Generative Modeling with Flow-Guided Density Ratio Learning
Alvin Heng, Abdul Fatir Ansari, Harold Soh
TL;DR
FDRL tackles the density-chasm problem in gradient-flow generative modeling by progressively training a density-ratio estimator on samples refined via a stale flow, bridging a simple prior and complex data distributions without extra generator training. By combining data-dependent priors with flow-guided training, FDRL scales to high-dimensional image synthesis (up to $128\times128$) and extends naturally to class-conditional generation and unpaired image-to-image translation. Empirical results show competitive performance against gradient-flow baselines, with clear benefits from the two-stage sampling strategy and the ability to leverage pretrained classifiers for conditioning.
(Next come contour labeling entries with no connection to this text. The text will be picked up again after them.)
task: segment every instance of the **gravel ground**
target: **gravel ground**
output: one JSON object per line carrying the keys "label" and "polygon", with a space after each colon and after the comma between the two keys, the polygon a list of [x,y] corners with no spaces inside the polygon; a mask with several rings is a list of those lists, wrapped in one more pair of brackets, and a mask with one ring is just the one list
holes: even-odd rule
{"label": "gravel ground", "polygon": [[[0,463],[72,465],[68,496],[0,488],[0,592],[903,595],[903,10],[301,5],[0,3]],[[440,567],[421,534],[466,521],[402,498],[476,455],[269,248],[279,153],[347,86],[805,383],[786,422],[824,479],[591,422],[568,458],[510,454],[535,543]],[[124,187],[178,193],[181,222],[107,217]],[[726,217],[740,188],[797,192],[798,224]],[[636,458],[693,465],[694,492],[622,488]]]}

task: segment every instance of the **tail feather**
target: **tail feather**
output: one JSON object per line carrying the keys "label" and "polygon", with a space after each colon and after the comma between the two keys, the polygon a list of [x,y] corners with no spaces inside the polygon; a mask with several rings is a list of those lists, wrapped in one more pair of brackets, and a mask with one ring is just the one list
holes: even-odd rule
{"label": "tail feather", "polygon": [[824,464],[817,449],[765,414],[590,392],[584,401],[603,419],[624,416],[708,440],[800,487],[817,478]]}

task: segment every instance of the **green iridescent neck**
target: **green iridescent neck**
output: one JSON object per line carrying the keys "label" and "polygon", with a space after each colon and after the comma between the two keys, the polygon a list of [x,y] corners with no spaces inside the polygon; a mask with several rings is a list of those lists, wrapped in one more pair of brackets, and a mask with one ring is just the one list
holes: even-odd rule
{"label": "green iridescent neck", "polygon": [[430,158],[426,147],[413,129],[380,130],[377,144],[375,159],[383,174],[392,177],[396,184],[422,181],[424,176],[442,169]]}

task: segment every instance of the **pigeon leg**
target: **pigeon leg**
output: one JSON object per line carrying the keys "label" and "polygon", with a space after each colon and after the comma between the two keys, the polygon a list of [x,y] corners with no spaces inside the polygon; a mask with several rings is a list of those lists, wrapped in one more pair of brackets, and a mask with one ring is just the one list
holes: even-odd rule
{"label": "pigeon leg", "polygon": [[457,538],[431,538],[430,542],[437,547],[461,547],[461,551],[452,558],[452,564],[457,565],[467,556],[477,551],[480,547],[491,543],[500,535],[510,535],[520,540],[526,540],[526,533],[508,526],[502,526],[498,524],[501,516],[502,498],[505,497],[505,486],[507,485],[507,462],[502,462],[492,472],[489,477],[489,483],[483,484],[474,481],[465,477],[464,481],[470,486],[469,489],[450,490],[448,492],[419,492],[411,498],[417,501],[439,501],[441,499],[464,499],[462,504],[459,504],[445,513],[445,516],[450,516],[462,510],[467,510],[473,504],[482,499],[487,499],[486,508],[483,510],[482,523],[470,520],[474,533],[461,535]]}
The approach broadens the applicability of gradient-flow methods, offering a simple, scalable alternative to diffusion and EBMs for several practical generative tasks.
Abstract
We present Flow-Guided Density Ratio Learning (FDRL), a simple and scalable approach to generative modeling which builds on the stale (time-independent) approximation of the gradient flow of entropy-regularized f-divergences introduced in recent work. Specifically, the intractable time-dependent density ratio is approximated by a stale estimator given by a GAN discriminator. This is sufficient in the case of sample refinement, where the source and target distributions of the flow are close to each other. However, this assumption is invalid for generation and a naive application of the stale estimator fails due to the large chasm between the two distributions. FDRL proposes to train a density ratio estimator such that it learns from progressively improving samples during the training process. We show that this simple method alleviates the density chasm problem, allowing FDRL to generate images of dimensions as high as $128\times128$, as well as outperform existing gradient flow baselines on quantitative benchmarks. We also show the flexibility of FDRL with two use cases. First, unconditional FDRL can be easily composed with external classifiers to perform class-conditional generation. Second, FDRL can be directly applied to unpaired image-to-image translation with no modifications needed to the framework. Our code is publicly available at ttps://github.com/clear-nus/fdrl.